Hochtourentage Berner Oberland

Detailinformationen

Datum der Tour: 07. Aug. 2017
Gruppe: Sektion
Aktivität: Hochtour
Schwierigkeit: ZS
Leitung: , Kurt Stierli
Tourauschreibung:
Hochtourenwoche Berner Oberland

Hochtourentage Berner Oberland

Tourenbericht

Hochtourentage Berner Oberland   Montag 7. bis Donnerstag 10. August 2017

Thomas Bossert unser Bergführer hat eine super Tourenwoche mit verschiedenen Besteigungen im Blüemlisalpgebiet vorbereitet. Der Wetterbericht spricht gegen diese Besteigungen. Dafür hat er in der Mutthornhütte 2’901 m reserviert, denn da gibt es auch Touren die bei zweifelhaftem Wetter durchgeführt werden können.

Montag 7. August. Mit ÖV fahren wir zu siebt (Thomas Bossert unser Bergführer, Kurt und Roswitha Stierli, Daniela Bächli, Hildegard Abt, Patrick Senn und René Schmid) nach Kandertsteg und mit dem Taxibus ins Gasterntal bis Selde 1‘600 m. Mit den vollbeladenen schweren Rucksäcken geht’s der Kander entlang, via uf de Schafgrinde zum Kanderfirn. Es ist blauer Himmel, heiss und schwitzend geht’s über den Gletscher immer bergauf zum Tschingelpass. Durch die Klimaveränderung ist es für uns zu schwierig das Mutthorn zu überschreiten. So gehen wir auf dem Gletscher um das Mutthorn zur Mutthornhütte, wo wir mit einem Empfangsdrink vor der Hütte begrüsst werden. Nach dem super guten Nachtessen ist schnell Nachtruhe.

Dienstag 8. August. Leider ist heute Schlechtwetter angekündigt, darum geht’s morgens früh Richtung Wätterhoren 3’234 m. Ca. 20 Min. unterhalb des Gipfels rechtsumkehrt, retour zur Hütte denn die Wetterfront kommt von Westen wie eine Walze auf uns zu. Kurz vor der Hütte erwischen wir noch einige Regentropfen. Zwei Stunden später = blaue Löcher. Nichts wie los und wir besteigen das Mutthorn 3’034 m. In Regen kommen wir zurück zur Hütte. Anschliessend gibt es Seilhandhabung in der warmen Hüttenstube, wir haben genügend Platz, denn wir sind die einzigen Gäste in der 100 plätzigen Hütte. Auch heute werden wir von Küche und Keller verwöhnt.
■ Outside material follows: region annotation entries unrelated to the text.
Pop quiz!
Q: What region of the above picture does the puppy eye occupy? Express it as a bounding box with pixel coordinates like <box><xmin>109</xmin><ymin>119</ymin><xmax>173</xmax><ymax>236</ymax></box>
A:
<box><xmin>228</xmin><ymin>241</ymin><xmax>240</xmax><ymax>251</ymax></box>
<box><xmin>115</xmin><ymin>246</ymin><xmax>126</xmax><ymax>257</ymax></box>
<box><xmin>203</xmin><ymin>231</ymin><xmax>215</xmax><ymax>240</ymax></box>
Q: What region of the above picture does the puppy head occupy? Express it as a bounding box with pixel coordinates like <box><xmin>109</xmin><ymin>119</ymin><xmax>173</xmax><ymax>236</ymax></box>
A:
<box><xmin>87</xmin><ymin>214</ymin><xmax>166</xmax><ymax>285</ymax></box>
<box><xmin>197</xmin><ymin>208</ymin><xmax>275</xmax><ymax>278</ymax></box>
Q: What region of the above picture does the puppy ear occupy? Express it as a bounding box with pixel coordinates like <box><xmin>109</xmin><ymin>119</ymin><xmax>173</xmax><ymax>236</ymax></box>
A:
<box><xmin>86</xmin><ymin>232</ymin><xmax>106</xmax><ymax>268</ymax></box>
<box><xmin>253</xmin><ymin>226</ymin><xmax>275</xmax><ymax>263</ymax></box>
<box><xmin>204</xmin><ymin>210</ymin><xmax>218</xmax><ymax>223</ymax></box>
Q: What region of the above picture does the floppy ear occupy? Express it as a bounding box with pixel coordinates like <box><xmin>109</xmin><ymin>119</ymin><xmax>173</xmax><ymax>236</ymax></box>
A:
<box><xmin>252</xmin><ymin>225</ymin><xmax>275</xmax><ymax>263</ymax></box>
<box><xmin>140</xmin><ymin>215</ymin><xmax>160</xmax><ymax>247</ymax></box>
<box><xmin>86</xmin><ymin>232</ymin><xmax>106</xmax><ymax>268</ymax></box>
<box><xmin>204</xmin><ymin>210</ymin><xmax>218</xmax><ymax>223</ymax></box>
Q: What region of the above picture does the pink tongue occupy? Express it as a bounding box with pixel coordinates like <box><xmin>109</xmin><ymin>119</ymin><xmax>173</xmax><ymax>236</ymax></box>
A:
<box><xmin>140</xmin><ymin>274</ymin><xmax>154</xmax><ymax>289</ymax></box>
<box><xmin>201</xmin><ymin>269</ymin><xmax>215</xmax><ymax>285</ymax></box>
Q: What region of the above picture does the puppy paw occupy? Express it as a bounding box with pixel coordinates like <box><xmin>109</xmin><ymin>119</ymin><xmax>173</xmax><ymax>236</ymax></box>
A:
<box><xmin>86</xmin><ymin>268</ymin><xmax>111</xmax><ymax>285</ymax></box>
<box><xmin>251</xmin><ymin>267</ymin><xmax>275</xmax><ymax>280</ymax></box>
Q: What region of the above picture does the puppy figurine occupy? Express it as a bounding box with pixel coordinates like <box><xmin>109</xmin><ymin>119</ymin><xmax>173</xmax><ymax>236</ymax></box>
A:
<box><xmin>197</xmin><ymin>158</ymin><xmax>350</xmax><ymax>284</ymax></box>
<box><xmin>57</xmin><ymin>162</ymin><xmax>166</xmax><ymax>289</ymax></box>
Mittwoch 9. August. Morgen ist das Wetter noch gut und so steigen wir über den Kanderfirn hoch Richtung Petersgrat. Nach den Ausläufern des Tschingelhorns, marschieren wir über den Talgletscher zum Einstieg des Tschingelhorns 3’562 m. Mit den Steigeisen Kraxeln wir über Blocksteine, losem Gestein, Schneefelder und leichter Kletterei auf den Grat und weiter mit etwas Neuschnee von der letzten Nacht auf den Gipfel. Kurze Verschnauf- und Verpflegungspause, denn wir müssen den gleichen Weg zurück und das Wetter verschlechtert sich. Wir kommen trocken zurück zur Hütte und können in einem alten Militärstollen die 200 Fässer mit Balsamicoessig welche 5 Jahre gelagert und vom Hüttenwart betreut werden besichtigen. Heute wie die letzten zwei Tage werden wir von der Hüttenmannschaft bestens verpflegt.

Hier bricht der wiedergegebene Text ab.